I like both of those materials a lot, but they have two big problems: high cost and limited availability. They just won’t be able to enter the mainstream home building industry since they cost more than twice as much as XPS and polyisocyanurate and are very hard to get hold of.
mineral wool boardstock
With this context, I was thrilled to learn last month that Roxul, a Canadian manufacturer of mineral wool insulation and part of the global, Denmark-based Rockwool International, has been gaining traction with their residential ComfortBoard IS in the U.S. Rigid boardstock mineral wool has been available in the U.S. for decades from at least four manufacturers and it is widely used in commercial construction.

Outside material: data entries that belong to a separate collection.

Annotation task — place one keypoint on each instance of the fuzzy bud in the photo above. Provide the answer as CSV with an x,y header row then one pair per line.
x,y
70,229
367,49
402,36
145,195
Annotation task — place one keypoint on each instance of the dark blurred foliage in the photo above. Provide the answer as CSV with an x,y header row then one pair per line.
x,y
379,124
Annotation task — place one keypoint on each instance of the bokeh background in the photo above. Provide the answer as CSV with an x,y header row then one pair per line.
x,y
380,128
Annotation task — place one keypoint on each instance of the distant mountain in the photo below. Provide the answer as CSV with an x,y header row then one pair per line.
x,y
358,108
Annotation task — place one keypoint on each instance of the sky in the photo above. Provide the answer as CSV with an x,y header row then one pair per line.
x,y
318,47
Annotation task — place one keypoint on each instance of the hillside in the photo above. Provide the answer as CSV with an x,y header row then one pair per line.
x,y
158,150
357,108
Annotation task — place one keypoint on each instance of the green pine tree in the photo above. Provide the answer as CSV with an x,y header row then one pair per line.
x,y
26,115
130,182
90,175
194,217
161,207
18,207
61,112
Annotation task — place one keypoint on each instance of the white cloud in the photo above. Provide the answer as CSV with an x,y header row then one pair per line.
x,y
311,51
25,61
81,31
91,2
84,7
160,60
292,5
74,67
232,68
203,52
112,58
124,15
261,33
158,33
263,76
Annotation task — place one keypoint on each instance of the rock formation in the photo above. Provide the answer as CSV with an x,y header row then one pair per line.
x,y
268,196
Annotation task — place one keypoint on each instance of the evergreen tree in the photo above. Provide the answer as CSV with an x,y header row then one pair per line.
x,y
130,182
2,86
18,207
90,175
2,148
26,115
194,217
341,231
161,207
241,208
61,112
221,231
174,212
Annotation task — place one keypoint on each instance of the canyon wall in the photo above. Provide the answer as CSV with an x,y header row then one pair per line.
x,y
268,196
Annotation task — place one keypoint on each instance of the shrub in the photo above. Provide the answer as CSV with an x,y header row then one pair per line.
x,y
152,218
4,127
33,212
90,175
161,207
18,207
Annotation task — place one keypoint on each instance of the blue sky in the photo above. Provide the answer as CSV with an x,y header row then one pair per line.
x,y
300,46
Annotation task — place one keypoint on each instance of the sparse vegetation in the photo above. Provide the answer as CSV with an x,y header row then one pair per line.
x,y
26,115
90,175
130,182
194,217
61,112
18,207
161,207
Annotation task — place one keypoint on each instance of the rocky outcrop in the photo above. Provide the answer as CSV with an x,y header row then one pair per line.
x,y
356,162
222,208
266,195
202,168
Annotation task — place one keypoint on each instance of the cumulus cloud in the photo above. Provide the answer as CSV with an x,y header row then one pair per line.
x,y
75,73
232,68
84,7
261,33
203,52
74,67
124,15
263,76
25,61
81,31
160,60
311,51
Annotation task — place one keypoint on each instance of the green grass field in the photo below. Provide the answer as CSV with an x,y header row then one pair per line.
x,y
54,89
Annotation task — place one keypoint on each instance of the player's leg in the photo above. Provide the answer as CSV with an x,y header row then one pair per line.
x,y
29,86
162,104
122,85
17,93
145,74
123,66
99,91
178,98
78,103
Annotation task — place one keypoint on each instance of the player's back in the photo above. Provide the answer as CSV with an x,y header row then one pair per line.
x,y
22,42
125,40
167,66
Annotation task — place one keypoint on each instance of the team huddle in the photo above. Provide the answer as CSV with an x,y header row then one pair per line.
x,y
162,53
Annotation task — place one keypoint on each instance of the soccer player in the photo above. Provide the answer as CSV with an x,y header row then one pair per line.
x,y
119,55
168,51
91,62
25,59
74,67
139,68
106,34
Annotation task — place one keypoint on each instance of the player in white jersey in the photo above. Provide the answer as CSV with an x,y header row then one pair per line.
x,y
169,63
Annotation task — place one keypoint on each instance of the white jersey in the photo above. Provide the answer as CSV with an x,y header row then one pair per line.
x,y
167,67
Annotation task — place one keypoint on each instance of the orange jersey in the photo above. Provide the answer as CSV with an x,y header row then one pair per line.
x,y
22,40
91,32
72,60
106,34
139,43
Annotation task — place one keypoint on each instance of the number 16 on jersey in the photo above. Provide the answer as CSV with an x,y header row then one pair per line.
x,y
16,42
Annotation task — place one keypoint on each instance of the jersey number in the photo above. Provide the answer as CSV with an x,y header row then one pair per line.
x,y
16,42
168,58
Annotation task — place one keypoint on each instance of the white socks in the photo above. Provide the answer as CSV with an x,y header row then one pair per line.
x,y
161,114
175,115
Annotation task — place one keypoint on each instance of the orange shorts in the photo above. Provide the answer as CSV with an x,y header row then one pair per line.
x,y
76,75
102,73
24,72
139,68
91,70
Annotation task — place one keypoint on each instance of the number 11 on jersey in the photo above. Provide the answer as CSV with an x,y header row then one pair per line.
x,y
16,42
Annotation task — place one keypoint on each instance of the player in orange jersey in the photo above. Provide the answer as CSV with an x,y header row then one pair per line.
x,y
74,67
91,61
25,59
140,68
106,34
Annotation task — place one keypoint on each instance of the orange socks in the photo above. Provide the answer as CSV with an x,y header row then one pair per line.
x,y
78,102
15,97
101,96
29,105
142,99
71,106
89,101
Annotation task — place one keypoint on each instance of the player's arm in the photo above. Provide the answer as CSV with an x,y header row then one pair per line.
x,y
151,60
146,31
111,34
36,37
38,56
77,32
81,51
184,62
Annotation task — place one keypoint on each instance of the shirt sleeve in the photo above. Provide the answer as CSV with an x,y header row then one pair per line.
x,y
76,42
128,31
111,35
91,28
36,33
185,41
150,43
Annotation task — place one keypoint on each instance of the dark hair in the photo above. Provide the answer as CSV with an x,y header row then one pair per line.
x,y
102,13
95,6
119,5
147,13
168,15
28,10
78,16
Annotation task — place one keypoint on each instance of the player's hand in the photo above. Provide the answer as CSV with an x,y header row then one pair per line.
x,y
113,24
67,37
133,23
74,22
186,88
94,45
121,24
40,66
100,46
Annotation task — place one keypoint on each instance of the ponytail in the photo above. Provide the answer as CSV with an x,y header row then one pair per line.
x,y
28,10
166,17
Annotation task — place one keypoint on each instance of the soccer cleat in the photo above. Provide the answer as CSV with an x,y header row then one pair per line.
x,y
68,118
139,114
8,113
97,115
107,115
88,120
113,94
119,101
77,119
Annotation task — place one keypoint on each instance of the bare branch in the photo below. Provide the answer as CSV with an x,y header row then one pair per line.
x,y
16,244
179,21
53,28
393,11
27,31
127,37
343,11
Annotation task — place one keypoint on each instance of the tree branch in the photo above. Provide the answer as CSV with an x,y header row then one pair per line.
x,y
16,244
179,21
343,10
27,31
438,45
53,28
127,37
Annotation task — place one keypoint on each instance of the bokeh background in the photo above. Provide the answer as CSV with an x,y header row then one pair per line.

That is changing as Roxul ramps up national distribution of ComfortBoard IS, which was first introduced about a year ago.
ComfortBoard IS has a density of 8 pounds per cubic foot (pcf) and is available in four thicknesses: 1-1/4", 1-1/2", 2", and 3", though the company has the capability to produce it up to 6" thick -- which could offer an attractive option for Passive House builders and those interested in deep-energy retrofits. Because thicker panels requires a special production run, that is available only in truckload quantities.
The insulating value is a very respectable R-4.0 per inch. That’s lower than XPS (R-5 per inch) and polyiso (about R-6.0/inch), but there will be no "R-value drift" (reduction in R-value over time), which occurs with foam insulation materials that rely on lower-conductivity blowing agents that slowly leak out.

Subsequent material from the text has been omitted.